• Moliere
    4.6k
    The amount of time and types of things you do for each other can be said to be physical quantities. I could even say that feelings are physical as well, but I don't like to use those incoherent terms, "physical" and "mental". Everything is information. Your feelings inform you of the state of your body and can say that they are the relationship between mind and body. Relationships are a process. Nothing is either physical or mental. It is all process/information.Harry Hindu

    The important thing here is that these aren't measurable quantities that you can independently verify.
  • TheWillowOfDarkness
    2.1k


    I'm not talking about just individual preferences. I'm talking about a feature of a person that is womanhood or manhood. This is an objective feature which will defy the preferences of some individuals.

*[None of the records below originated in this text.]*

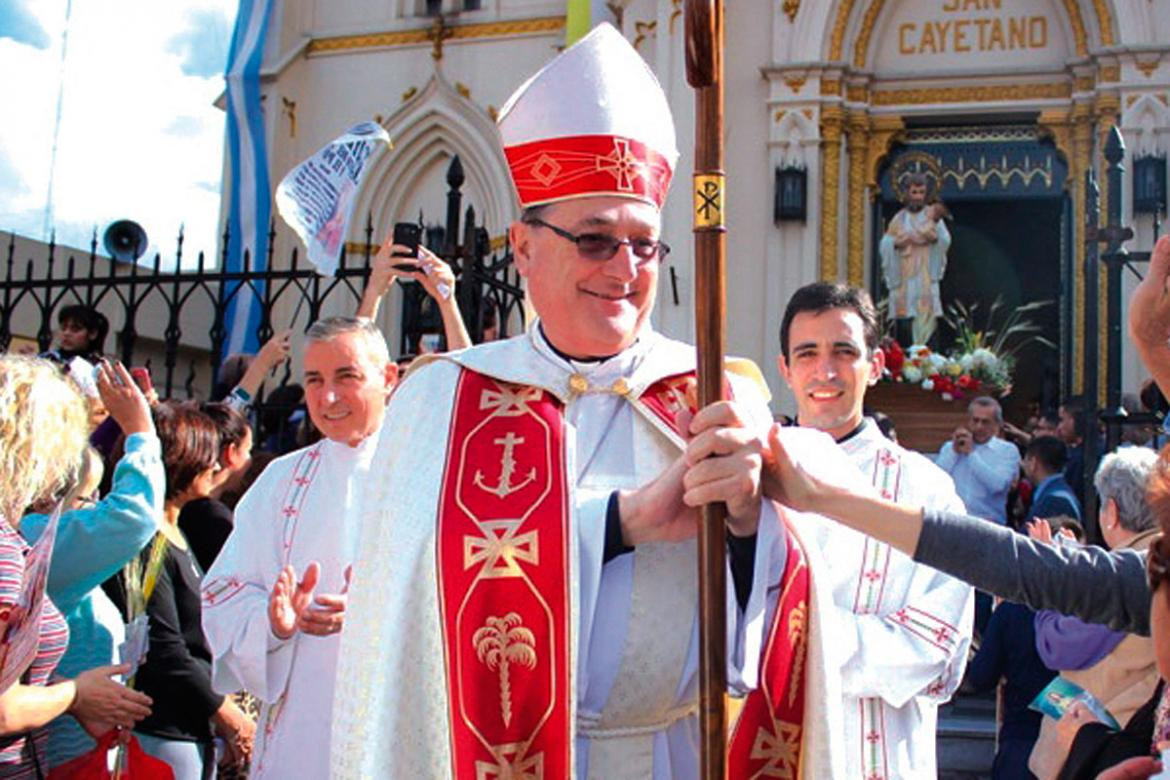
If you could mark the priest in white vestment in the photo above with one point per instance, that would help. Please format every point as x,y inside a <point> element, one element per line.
<point>906,628</point>
<point>593,395</point>
<point>274,600</point>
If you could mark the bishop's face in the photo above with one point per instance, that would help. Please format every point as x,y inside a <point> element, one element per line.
<point>589,308</point>
<point>345,387</point>
<point>828,368</point>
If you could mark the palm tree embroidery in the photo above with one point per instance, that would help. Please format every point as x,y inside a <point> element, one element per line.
<point>501,642</point>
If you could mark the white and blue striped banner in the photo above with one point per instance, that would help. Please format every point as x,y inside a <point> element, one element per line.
<point>249,208</point>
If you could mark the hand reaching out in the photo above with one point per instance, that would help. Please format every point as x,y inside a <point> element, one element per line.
<point>724,460</point>
<point>275,350</point>
<point>290,598</point>
<point>1039,530</point>
<point>122,399</point>
<point>434,274</point>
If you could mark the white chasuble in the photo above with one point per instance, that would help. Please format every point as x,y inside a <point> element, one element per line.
<point>904,628</point>
<point>633,621</point>
<point>301,510</point>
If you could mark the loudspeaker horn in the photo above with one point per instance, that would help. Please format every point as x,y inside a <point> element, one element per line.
<point>125,241</point>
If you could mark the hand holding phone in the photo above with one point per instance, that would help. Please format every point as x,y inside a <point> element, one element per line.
<point>407,234</point>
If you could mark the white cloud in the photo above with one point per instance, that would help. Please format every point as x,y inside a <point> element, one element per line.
<point>139,137</point>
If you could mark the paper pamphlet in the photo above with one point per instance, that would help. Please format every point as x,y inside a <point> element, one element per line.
<point>316,198</point>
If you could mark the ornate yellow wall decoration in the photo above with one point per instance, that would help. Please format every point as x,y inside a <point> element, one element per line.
<point>422,35</point>
<point>831,121</point>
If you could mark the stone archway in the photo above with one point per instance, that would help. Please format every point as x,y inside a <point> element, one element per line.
<point>428,130</point>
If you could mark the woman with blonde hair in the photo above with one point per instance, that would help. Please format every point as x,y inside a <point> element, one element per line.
<point>42,436</point>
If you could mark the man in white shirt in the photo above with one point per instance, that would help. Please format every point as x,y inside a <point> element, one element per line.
<point>275,599</point>
<point>906,627</point>
<point>983,466</point>
<point>523,601</point>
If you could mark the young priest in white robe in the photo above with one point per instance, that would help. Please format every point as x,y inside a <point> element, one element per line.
<point>274,600</point>
<point>906,628</point>
<point>524,602</point>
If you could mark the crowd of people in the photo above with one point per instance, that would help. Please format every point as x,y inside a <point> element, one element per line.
<point>487,568</point>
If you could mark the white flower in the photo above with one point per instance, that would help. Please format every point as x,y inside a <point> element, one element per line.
<point>985,358</point>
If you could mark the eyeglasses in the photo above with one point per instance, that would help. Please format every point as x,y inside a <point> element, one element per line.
<point>600,247</point>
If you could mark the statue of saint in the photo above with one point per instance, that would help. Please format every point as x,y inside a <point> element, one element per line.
<point>914,260</point>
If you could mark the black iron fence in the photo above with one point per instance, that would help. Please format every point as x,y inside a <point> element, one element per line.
<point>488,292</point>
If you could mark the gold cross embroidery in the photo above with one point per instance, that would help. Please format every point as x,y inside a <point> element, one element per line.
<point>623,164</point>
<point>509,401</point>
<point>499,549</point>
<point>678,394</point>
<point>778,750</point>
<point>517,767</point>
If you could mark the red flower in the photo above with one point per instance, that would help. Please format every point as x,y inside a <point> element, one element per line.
<point>895,358</point>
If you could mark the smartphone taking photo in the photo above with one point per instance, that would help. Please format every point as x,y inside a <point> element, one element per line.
<point>407,234</point>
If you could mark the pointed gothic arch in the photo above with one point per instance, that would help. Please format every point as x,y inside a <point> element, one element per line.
<point>428,130</point>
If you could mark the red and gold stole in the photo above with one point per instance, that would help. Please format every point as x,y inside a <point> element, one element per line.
<point>766,738</point>
<point>502,549</point>
<point>503,580</point>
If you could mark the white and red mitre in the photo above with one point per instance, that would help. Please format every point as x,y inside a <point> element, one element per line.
<point>592,122</point>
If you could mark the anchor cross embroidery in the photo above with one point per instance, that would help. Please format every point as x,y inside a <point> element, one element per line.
<point>509,401</point>
<point>777,750</point>
<point>514,767</point>
<point>710,208</point>
<point>676,394</point>
<point>504,487</point>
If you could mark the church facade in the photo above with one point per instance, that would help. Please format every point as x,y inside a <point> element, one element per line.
<point>1004,104</point>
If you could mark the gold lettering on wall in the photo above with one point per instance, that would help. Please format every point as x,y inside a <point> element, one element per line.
<point>983,34</point>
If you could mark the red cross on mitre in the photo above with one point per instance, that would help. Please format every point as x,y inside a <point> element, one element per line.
<point>623,165</point>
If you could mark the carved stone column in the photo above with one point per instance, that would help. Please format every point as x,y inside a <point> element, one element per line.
<point>831,122</point>
<point>858,146</point>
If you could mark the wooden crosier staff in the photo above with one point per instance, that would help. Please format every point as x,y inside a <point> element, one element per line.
<point>704,73</point>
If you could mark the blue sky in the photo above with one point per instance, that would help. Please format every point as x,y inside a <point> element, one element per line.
<point>139,137</point>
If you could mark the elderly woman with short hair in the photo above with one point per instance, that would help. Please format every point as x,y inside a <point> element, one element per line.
<point>1115,667</point>
<point>42,436</point>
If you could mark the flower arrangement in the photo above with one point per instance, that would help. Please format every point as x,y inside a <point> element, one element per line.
<point>981,360</point>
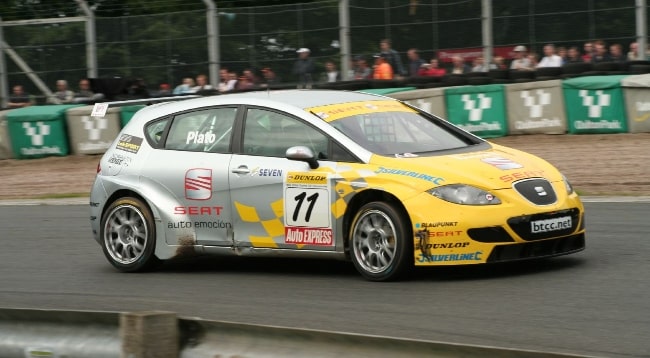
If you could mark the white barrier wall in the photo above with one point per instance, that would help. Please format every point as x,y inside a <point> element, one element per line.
<point>91,135</point>
<point>5,145</point>
<point>430,100</point>
<point>536,108</point>
<point>636,91</point>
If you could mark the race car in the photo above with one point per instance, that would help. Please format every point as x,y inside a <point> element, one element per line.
<point>324,174</point>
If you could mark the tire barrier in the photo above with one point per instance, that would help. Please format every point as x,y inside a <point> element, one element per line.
<point>518,104</point>
<point>45,333</point>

    If you want to use an "umbrella term" to look people into one particular notion of what manhood or womanhood might be, they objective feature of their manhood or womanhood will defy you. When you get up up spluttering: "Buuuutttt, they cannot have womanhood/manhood. They don't have these genitals/chromosomes/hormones/behave in the right way....," the objective fact of their womanhood or manhood will not care one iota for you preference for womanhood/manhood to be restricted to your preferred set of traits. The truth of womanhood or manhood itself will always win.

    Why call it manhood or womanhood? It's the feature of the person we are describing. A woman, whatever her traits. A man, whatever his traits. We don't call it manhood or woman because we get told the specific traits someone (we have the precise descriptions of body part, behaviour, etc. for that) has, we do so because we are talking about the specific feature of belonging to manhood and womanhood.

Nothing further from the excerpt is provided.